Volume 2 Issue 8 August 2017
In June, together with more than 500 experts in Artificial Intelligence (AI), I participated in the “AI for Good” Global Summit. Organised in Geneva by the ITU and the XPRIZE Foundation, the summit focused on a crucial and timely question: Can AI contribute to achieve the 17 Sustainable Development Goals that the UN has set to end poverty, protect the planet and ensure prosperity for all?
As an expert in automated decision-making, I know first-hand that AI is a uniquely powerful and transformative technology. AI can have a huge impact not only to further the progress of the wealthy countries, but also to foster the advancement of developing nations. For example, AI can teach people new skills and support lifelong learning. At the same time, the development of AI raises ethical and societal challenges for AI experts and policy-makers, who share the responsability to deploy an AI technology that is safe, reliable and fair.

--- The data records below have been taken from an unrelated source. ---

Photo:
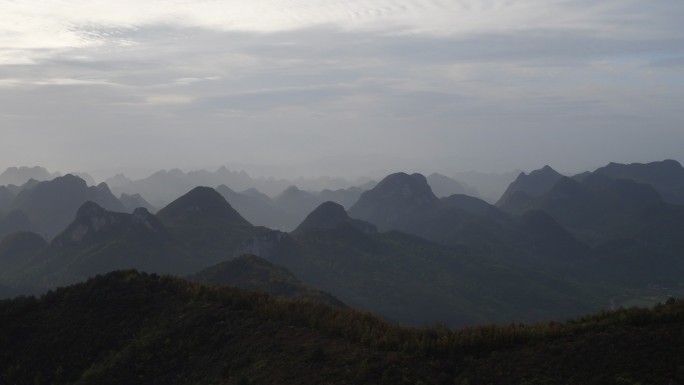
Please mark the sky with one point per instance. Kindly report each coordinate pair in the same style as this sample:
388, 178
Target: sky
340, 87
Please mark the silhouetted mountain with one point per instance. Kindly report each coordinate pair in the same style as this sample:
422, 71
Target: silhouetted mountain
99, 241
15, 220
667, 177
490, 186
255, 273
6, 197
410, 280
257, 208
90, 181
456, 220
535, 184
346, 197
330, 215
396, 196
51, 205
162, 187
548, 238
14, 189
132, 328
201, 202
596, 205
20, 175
16, 250
443, 186
297, 204
207, 225
118, 180
132, 202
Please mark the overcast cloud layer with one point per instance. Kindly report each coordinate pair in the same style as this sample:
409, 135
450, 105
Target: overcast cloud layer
341, 87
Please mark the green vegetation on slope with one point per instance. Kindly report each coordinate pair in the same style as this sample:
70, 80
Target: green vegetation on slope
132, 328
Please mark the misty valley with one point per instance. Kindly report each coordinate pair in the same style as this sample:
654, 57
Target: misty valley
218, 277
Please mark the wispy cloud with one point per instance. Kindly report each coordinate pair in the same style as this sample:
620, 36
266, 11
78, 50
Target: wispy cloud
440, 72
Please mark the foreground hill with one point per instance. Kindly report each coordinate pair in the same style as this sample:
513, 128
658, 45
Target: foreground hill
134, 328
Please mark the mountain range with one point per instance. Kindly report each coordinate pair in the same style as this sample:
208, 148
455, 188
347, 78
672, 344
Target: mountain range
135, 328
552, 247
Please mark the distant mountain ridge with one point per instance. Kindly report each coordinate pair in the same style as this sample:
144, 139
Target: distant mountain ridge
251, 272
20, 175
51, 205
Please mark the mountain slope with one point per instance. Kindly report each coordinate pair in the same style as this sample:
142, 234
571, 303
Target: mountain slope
257, 208
410, 280
667, 177
533, 185
208, 226
99, 241
296, 204
250, 272
52, 205
443, 186
396, 196
15, 220
134, 328
132, 202
330, 215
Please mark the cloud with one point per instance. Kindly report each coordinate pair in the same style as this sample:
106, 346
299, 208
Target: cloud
419, 77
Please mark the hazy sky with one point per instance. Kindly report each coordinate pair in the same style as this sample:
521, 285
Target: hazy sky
340, 86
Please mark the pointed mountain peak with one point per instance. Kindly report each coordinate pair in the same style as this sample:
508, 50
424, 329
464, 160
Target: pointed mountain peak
534, 184
202, 202
104, 187
89, 210
292, 190
394, 197
412, 187
329, 215
143, 217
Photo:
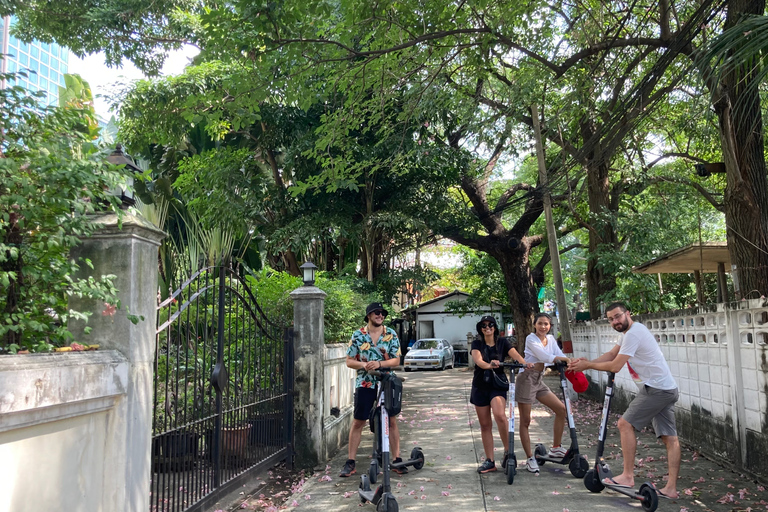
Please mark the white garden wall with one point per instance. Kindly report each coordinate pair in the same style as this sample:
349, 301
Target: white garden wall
62, 431
719, 357
338, 398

Why is AI so special? As observed by Stephen Cave during the Summit, AI is a tool different from any other because of three crucial aspects: (i) AI is a universal tool, which will be soon incorporated in all other technologies (e.g. self-driving cars, smart homes, robotics, personalised medicine); (ii) AI can accelerate its own development, besides the development of other tools (e.g. machine learning is an AI tool that can improve itself as well as other AI algorithms); and (iii) AI is autonomous (AI agents make and implement decisions without constant human intervention). In addition, AI is based on data, which are often collected from people and contain sensitive information about them. Considering all these factors together, it becomes clear why AI generates excitement but also concern.

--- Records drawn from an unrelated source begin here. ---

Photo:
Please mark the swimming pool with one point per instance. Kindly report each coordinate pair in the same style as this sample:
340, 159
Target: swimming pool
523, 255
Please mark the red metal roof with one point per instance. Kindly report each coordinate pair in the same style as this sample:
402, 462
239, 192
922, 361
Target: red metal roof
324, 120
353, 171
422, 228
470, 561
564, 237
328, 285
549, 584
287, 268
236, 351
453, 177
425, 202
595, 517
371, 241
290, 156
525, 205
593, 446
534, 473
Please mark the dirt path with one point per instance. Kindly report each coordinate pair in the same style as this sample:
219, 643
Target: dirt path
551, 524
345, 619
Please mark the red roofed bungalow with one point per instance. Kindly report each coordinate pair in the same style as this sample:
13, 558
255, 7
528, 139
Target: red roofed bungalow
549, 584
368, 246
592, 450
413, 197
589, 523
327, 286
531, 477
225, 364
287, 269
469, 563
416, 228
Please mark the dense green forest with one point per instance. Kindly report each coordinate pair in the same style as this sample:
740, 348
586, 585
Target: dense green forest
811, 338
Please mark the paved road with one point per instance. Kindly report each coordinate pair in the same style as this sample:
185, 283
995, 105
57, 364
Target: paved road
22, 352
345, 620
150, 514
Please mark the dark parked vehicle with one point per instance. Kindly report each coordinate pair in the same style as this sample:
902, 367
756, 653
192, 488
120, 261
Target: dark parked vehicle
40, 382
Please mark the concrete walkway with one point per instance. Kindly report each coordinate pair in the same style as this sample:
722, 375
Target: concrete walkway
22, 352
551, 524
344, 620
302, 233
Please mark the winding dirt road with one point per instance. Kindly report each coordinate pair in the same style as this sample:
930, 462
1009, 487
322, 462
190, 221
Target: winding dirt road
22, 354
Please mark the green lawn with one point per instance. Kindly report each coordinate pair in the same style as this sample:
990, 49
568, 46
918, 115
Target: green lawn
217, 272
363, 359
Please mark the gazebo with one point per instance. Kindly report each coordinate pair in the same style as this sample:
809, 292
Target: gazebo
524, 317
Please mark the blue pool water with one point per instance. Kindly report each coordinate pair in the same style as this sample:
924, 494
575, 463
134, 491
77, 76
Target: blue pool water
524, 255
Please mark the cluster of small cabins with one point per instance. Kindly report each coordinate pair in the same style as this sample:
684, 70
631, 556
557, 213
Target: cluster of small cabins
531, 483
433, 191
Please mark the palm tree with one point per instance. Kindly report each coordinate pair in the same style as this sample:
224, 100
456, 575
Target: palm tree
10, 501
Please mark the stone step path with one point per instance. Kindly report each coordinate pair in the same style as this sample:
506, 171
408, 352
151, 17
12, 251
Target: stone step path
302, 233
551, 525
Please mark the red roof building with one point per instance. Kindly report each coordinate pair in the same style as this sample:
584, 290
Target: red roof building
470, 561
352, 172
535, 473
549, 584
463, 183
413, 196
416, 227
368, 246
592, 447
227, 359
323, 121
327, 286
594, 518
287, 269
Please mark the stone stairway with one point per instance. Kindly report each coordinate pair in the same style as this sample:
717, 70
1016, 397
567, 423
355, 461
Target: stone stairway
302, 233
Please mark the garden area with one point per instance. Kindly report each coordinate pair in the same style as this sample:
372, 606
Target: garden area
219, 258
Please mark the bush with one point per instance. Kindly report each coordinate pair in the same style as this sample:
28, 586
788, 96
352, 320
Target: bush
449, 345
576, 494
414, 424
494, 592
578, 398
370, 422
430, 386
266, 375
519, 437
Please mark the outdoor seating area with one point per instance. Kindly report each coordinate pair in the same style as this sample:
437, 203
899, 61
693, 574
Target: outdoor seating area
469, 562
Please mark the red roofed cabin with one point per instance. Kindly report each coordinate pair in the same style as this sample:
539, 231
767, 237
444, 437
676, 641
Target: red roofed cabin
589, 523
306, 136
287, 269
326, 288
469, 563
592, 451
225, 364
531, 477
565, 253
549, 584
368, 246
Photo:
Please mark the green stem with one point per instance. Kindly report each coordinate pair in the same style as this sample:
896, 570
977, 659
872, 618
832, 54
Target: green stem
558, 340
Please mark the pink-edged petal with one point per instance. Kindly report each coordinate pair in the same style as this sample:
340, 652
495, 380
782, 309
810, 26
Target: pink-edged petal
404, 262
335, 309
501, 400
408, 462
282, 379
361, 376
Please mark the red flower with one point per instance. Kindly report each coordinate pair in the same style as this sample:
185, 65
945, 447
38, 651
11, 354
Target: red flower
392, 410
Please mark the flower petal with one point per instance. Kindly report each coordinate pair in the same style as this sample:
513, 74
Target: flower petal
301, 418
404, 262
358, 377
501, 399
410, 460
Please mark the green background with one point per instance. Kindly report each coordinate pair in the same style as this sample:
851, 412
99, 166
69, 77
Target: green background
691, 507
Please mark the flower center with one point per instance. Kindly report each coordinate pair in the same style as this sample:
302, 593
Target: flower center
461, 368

In the last few years, I have focused on the development of UAVs (unmanned aerial vehicles) for surveillance and disaster response applications. I have formulated techniques based on task planning and probabilistic reasoning to make UAVs smart enough to fly autonomously and strategically to achieve sophisticated goals specified by domain experts over a large geographical area and a long temporal horizon. The potential of intelligent vehicles in emergency scenarios is enormous as resources are limited and time is critical. However, these are challenging situations in which decisions can have a life-changing impact and human operators need to trust the machines and understand their behaviour.
At the Summit, Professor Virginia Dignum formulated three principles on which AI development should be based, which I find particularly relevant:
- Accountability: an AI system needs to to be able to justify its own decisions based on the algorithms and the data used by it. We have to equip AI systems with the moral values and societal norms that are used in the context in which these systems operate;
- Responsibility: although AI systems are autonomous, their decisions should be linked to all the stakeholders who contributed in developing them: manufacturers, developers, users and owners. All of them will be responsible for the system’s behaviou;
- Transparency: users need to be able to inspect and verify the algorithms and data used by the system to make and implement decisions.

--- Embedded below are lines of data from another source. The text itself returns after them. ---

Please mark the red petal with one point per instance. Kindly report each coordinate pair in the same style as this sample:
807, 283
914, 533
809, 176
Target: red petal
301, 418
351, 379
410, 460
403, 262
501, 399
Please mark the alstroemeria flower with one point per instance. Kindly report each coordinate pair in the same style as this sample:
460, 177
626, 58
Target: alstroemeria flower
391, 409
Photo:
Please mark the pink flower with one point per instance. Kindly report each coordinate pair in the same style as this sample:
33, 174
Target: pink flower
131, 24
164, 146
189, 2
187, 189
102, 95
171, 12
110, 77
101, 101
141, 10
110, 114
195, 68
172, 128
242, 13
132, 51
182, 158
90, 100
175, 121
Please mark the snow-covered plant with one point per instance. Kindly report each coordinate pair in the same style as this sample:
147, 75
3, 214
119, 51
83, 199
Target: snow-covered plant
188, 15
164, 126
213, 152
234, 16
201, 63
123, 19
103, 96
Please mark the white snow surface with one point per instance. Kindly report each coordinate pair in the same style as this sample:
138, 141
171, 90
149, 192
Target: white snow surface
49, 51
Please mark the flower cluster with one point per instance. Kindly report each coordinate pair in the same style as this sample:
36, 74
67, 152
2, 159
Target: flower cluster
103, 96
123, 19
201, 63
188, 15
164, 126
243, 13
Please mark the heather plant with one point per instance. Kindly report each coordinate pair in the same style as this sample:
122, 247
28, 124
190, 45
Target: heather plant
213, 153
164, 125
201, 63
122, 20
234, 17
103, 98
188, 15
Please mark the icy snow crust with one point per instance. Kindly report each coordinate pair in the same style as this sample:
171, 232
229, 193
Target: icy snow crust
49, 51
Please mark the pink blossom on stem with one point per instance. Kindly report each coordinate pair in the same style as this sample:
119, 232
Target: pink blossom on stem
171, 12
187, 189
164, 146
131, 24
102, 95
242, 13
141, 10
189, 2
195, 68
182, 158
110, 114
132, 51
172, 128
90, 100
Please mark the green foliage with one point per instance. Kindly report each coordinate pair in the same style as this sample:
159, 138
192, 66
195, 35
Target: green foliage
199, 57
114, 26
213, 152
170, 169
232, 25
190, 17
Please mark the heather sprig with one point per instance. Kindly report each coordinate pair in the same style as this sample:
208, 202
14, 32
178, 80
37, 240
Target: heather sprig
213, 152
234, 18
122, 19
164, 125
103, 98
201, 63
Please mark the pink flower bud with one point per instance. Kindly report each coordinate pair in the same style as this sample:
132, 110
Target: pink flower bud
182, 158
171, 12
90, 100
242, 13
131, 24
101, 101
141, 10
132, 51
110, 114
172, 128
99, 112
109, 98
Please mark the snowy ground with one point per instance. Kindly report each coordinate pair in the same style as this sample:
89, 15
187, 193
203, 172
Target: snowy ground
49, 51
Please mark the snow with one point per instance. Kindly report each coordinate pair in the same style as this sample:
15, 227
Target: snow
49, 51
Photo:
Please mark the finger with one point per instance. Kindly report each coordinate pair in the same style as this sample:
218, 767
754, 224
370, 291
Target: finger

I would like to conclude with a provocative remark that Professor Gary Marcus brought to the table during the Summit and that I share: are we really so close to Strong AI as many people seem to think, where “Strong AI” means a system that exhibits integration between all aspects of intelligence: common sense, planning, reasoning, analogy, language and perception? I believe that, although AI can truly change the world, we still need fundamental advances first. Key to achieve them are interdisciplinarity and global collaboration. In particular, I would welcome multi-disciplinary collaborations to make UAVs and drones truly effective in disaster response scenarios.